悪太郎(あくたらう)(二番目 三番目)
▲シテ「この辺(ほと)りに住居(すまひ)致す、悪太郎と申す者でござる。某(それがし)、伯父を一人持つてござる。身共が常に好いて呑む酒を、陰でいかう叱らるゝと承つてござる。今日(こんにち)は、この長刀を持つて参り、重ねて喧(かしま)しう云はれぬ様に、口を止めて帰らうと存ずる。誠に、余所外(よそほか)ではなし、伯父と甥との事ぢやによつて、気に入らぬ事があらば、直(ぢき)に仰(お)せあつたが良いに。陰沙汰をせらるゝは、言語道断、聞こえぬ事でござる。何かと云ふ内に、これぢや。
{と云つて、案内乞ひ、出るも常の如し。}
身共でござる。
▲アト「ゑい、悪太郎。この中(ぢゆう)は、久しう逢はぬが、変る事もないか。
▲シテ「こなたは、異な事を云はつしやる。余所外ではなし、伯父と甥との中に、変る事があれば、知らせずには置きませぬわいの。

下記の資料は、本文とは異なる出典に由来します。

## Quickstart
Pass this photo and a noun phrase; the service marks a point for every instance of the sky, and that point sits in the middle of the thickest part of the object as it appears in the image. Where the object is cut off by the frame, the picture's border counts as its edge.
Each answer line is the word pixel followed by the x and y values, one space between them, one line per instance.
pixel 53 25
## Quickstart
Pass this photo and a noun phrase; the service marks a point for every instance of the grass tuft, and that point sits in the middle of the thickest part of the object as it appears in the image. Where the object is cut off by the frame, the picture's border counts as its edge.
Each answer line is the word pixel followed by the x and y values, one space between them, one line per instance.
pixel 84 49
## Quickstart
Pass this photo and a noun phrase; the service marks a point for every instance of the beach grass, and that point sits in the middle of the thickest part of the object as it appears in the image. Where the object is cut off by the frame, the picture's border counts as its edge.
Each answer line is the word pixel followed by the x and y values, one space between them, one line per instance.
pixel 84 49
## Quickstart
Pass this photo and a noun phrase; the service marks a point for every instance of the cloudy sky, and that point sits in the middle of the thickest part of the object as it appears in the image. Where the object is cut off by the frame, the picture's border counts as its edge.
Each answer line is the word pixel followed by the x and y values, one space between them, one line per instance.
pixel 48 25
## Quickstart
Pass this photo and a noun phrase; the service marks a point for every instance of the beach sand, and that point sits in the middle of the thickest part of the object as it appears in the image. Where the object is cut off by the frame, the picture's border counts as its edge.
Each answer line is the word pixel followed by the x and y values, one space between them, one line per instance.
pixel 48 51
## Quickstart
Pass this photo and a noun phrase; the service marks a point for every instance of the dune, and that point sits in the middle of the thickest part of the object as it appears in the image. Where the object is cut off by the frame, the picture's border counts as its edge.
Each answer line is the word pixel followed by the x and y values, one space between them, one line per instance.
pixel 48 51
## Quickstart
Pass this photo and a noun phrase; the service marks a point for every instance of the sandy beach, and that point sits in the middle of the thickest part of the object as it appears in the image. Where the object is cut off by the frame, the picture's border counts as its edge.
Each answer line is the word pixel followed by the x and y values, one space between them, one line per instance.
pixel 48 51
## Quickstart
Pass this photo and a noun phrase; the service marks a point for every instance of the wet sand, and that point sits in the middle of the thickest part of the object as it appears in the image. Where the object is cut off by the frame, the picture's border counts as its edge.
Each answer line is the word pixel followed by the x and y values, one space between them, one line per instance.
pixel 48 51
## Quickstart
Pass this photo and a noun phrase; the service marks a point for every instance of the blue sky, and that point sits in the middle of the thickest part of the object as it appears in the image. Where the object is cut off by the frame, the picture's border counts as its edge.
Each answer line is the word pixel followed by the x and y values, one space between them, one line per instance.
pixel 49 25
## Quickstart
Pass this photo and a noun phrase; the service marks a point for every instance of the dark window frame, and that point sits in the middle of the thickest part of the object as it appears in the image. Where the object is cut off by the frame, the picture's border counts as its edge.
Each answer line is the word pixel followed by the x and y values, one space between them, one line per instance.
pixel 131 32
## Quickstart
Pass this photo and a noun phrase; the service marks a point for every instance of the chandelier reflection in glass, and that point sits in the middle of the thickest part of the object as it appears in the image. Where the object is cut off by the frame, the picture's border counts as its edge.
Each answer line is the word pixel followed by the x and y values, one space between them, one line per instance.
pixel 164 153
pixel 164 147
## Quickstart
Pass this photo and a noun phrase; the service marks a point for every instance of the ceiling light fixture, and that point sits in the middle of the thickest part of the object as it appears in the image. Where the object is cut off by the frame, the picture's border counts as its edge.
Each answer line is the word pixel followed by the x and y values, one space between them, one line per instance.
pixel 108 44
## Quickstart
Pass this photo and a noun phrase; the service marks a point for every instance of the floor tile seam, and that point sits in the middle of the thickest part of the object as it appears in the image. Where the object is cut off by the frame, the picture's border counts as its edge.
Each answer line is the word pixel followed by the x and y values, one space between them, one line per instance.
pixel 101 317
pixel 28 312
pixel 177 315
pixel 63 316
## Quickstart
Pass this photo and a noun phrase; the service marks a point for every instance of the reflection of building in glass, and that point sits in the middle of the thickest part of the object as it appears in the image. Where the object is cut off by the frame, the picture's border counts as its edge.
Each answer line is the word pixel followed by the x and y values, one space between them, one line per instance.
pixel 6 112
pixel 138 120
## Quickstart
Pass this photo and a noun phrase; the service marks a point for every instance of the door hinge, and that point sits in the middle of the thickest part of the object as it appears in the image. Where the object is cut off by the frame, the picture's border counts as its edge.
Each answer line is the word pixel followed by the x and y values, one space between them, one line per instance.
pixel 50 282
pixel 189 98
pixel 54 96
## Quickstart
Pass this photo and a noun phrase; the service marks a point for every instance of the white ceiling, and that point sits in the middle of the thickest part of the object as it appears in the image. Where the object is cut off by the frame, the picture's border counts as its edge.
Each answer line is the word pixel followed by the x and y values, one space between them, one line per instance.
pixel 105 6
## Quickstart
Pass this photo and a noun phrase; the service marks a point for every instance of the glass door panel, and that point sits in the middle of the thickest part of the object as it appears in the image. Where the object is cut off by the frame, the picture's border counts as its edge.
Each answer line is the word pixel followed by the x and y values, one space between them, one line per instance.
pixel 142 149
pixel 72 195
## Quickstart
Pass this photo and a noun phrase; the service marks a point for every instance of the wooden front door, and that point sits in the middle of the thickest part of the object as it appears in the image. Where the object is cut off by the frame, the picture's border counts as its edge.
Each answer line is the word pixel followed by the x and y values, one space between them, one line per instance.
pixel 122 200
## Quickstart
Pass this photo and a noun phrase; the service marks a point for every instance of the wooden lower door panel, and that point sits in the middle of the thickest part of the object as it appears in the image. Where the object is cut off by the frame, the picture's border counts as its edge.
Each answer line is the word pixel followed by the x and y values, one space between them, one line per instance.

▲アト「これは、身共が誤つた。して、また今日は、何と思うて御出やつた。
▲シテ「おれはこの中(ぢゆう)、長刀を拵へたによつて、見せうと思うて、持つて来ました。これを見て下され。
▲アト「あゝ。それからも見ゆるわいやい。
▲シテ「何と、この長刀は、切れませうかの。
▲アト「されば、何とあらうぞ。
▲シテ「何とあらうとは、切れまいといふ事か。
▲アト「いやいや。さうではない。
▲シテ「おそらく、切つて見せませう。
▲アト「あゝ。危ない危ない。そちは、道で喧嘩がな、したさうな。
▲シテ「喧嘩などする様な者ではござらぬ。
▲アト「それならば、酒に酔うたか。
▲シテ「いよいよ聞こえぬ事を言はつしやる。こなたが、いつ身共に酒を振舞うて、呑む事を知つてゐさつしやる。
▲アト「扨々、汝は、ものをとがとがしう云ふ者ぢや。下地もなくば、貰うた酒があるによつて、振舞はうかと云ふ事ぢや。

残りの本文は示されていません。